The biggest jump since harvest has been taken by the oft-forgotten oilseed flax. Currently, flax prices have risen nearly a full 50 per cent since the beginning of harvest. Farmers seeded a relatively decent sized acreage to flax across the Prairies this year, but the hot dry weather late in the season negatively impacted flax yields in many areas. The quality of the flax this year is making up for some of the yield loss, with most flax fitting into the top grades. This has been a benefit to flax buyers across the country but is not coming anywhere close to making up for the lack of quantity available to purchase. Farmers with good quality flax are reaping the benefits of this tight supply market and should continue to do so throughout the year. Aggressive new crop flax pricing for the 2021-22 growing season is also available, which should result in a production increase that should cap prices going into the new year. With prices in the $15 dollar picked up range already available, I would recommend taking advantage and booking up some new crop flax.
Canola has also had a nice post-harvest rally this year, following closely along with soybeans. World production of soybeans is down, with lower yields in the U.S. and projected lower yields in many large production areas around the world. Canola yields in Western Canada were alright in many areas, but with the very high costs of inputs most farmers put into their canola, “alright” yields just don’t cut it. Since harvest we have watched canola climb a couple of dollars a bushel, with some of the specialty canola programs pushing close to the $15 mark in late November. Along with this post-harvest rally has come a rally for next year’s crop as well. Much of the country experienced a very dry growing season this past year, it will be interesting to see what happens with canola acreage in 2021 if we don’t see significant snow accumulation over the winter. Any reduction in acreage projections will put even more bullish pressure on that market, so keep an eye out for aggressive new crop pricing opportunities as we move towards spring.

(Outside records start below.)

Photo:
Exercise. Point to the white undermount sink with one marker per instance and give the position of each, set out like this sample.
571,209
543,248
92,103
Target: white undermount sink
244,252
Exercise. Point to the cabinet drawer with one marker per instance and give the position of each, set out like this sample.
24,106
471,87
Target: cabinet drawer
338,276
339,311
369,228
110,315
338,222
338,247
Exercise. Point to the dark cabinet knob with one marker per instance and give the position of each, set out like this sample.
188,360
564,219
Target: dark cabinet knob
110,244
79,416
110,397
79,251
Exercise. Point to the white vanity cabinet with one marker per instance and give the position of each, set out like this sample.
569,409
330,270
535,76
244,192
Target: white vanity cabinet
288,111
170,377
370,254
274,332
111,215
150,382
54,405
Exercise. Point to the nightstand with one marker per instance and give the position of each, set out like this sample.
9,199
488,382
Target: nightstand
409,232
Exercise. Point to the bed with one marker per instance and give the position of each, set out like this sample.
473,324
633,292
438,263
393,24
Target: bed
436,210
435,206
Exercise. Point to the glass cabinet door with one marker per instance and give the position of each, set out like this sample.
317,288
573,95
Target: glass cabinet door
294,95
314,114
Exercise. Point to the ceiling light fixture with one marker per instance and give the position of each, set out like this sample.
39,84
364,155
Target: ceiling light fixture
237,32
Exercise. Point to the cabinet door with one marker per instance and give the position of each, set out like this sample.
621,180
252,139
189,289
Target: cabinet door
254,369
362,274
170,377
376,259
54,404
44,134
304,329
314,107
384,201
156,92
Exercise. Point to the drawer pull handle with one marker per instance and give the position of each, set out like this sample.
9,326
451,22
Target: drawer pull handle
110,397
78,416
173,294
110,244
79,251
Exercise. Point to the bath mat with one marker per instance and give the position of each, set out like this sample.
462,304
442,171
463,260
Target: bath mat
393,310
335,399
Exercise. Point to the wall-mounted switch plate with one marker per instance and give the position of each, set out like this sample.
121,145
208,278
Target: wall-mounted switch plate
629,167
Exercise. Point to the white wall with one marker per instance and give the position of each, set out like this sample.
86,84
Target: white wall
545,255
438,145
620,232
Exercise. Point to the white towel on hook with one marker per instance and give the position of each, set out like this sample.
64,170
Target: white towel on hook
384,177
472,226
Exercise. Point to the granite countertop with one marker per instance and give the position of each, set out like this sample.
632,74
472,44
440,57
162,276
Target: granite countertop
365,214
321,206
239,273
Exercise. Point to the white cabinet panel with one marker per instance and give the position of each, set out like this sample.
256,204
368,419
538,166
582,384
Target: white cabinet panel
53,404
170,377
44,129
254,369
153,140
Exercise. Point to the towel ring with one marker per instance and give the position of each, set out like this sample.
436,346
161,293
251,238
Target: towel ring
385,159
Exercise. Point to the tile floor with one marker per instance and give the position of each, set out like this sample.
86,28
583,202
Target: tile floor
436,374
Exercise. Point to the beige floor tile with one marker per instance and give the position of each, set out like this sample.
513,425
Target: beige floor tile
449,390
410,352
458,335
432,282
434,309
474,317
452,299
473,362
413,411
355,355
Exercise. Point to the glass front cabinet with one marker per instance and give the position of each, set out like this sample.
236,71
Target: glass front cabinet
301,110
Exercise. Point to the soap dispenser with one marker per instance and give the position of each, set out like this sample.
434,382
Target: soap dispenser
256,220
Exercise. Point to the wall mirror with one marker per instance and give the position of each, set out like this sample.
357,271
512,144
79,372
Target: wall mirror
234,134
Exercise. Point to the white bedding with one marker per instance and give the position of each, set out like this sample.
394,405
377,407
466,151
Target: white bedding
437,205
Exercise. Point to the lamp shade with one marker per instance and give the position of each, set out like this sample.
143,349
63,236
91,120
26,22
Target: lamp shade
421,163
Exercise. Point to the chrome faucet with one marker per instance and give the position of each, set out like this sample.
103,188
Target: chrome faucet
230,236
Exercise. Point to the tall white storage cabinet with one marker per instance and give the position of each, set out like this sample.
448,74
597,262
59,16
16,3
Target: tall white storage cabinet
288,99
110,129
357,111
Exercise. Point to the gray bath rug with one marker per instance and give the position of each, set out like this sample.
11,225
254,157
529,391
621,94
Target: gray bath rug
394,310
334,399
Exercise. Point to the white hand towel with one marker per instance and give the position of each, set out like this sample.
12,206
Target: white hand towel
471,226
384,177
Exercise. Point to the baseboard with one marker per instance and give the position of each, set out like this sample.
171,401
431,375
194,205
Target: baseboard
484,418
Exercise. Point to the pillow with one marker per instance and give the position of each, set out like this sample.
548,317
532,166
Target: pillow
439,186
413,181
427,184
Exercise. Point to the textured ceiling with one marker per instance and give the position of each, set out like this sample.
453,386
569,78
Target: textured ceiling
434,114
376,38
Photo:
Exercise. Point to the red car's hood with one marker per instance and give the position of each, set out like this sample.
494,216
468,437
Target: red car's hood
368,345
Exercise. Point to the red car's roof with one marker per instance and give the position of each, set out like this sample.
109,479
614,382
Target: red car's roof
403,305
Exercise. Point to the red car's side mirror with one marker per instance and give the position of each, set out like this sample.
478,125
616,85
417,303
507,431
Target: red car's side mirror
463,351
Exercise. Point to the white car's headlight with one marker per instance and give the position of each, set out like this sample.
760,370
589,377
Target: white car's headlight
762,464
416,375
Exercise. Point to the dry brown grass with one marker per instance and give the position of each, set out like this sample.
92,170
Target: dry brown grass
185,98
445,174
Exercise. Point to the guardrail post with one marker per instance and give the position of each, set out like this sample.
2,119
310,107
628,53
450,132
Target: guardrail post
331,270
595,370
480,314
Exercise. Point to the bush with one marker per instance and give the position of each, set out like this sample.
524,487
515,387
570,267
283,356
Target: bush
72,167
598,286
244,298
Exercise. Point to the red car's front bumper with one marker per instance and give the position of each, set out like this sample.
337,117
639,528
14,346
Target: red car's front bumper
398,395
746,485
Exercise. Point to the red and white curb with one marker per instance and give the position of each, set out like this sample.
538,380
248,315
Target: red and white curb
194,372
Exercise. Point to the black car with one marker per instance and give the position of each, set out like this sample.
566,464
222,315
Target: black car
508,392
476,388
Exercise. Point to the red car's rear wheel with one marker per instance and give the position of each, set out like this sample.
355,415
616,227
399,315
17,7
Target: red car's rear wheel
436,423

Oats were a solid performer this crop year, too. We had a near-record acreage seeded to oats in Canada this year, but production was nowhere near the mid-summer projections, leading to a strong rally right after harvest that has continued into the winter. While supplies are not as tight as they were in 2019/20, where they effectively went to zero, buyers and millers all too clearly remember where prices went last summer and are not eager to put themselves through that again this year. Aggressive bids in southern Manitoba began the run-up in early October, and through November we were seeing prices upwards of $4.00 nearly all across the prairies. These prices should put oats into a very profitable position for the rest of the year. New crop oat pricing for the 2021/22 crop year is also out already and those prices appear to be aggressive enough to ensure that oat acreage once again climbs across Western Canada. This will be welcomed by the oat industry as demand continues to grow, backed by the strength in the oat beverage market, as well as some sustained growth due to COVID-19.